One proactive activity within every organisation is to determine who in your organisation is an “officer”, hence carrying personal liability if OHS is not managed as per legislated requrements. This link provides a detailed article, which has been summarised below
Who in your organisation might be an officer under the OHS Act?
The Corporations Act states that an officer is
- who makes, or participates in making, decisions that affect the whole, or a substantial part, of the business of the corporation; or
- who has the capacity to affect significantly the corporation’s financial standing; or
- in accordance with whose instructions or wishes the directors of the corporation are accustomed to act (excluding advice given by the person in the proper performance of functions attaching to the person’s professional capacity or their usiness relationship with the directors or the corporation)”
The Victorian Supreme Court recently provided some clarification of this definition in practice – Hodgson v Amcor  VSC 94. The Court determined whether the senior manager fell within paragraphs (i) or (ii) of the definition of “officer”. The questions asked in court provide further guidance on who might be officers in yor organisation.
Who does the definition include, the decision is based on the following indicators:
- ability to take part in decisions which affect the company’s business at a high level.

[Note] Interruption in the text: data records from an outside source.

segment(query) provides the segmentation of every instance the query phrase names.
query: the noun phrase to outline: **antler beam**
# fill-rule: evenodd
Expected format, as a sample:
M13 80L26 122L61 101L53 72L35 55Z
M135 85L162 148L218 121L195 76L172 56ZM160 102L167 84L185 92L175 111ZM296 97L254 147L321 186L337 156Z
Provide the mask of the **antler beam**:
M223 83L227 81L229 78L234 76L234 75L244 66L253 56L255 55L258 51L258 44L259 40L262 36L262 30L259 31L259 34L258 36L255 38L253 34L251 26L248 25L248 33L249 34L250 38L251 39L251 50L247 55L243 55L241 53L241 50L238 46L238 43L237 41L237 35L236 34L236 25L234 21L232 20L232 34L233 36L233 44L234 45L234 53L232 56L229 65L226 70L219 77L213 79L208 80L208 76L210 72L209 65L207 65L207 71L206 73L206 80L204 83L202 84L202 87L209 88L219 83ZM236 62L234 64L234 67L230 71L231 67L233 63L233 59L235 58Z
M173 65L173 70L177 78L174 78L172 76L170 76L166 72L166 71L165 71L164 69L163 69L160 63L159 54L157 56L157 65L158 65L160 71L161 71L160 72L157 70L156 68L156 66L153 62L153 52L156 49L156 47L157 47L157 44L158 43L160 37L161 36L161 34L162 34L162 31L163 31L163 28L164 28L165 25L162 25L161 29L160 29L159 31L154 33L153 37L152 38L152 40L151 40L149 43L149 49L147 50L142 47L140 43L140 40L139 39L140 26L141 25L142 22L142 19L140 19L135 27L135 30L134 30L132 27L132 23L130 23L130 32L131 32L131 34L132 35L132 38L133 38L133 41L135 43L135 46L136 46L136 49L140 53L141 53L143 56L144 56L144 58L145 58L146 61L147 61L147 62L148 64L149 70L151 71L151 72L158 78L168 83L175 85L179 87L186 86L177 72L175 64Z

- position within the company (eg. senior management)
- capital expenditure authority
NOTE: In this case, a limit of $250,000 was an indication that the manager might not be an officer
- management reporting structure
NOTE: A person may be an officer if they report directly to the board, but non-direct reporters may be an officer if they are “capable of dealing directly with board members”.
- participation in board decisions (not mandatory)
- extent of the manager’s domain (in terms of staff, resources and revenue)
NOTE: In Amcor, the fact that the manager headed and managed the largest division in the company (in terms of staff, resources and revenue) supported the conclusion that he was an officer.
- Level of control over own budget
- direct reports (number of senior management reports)
NOTE: In Amcor, the manager had oversight of a significant number of high level general managers which supported him being an officer.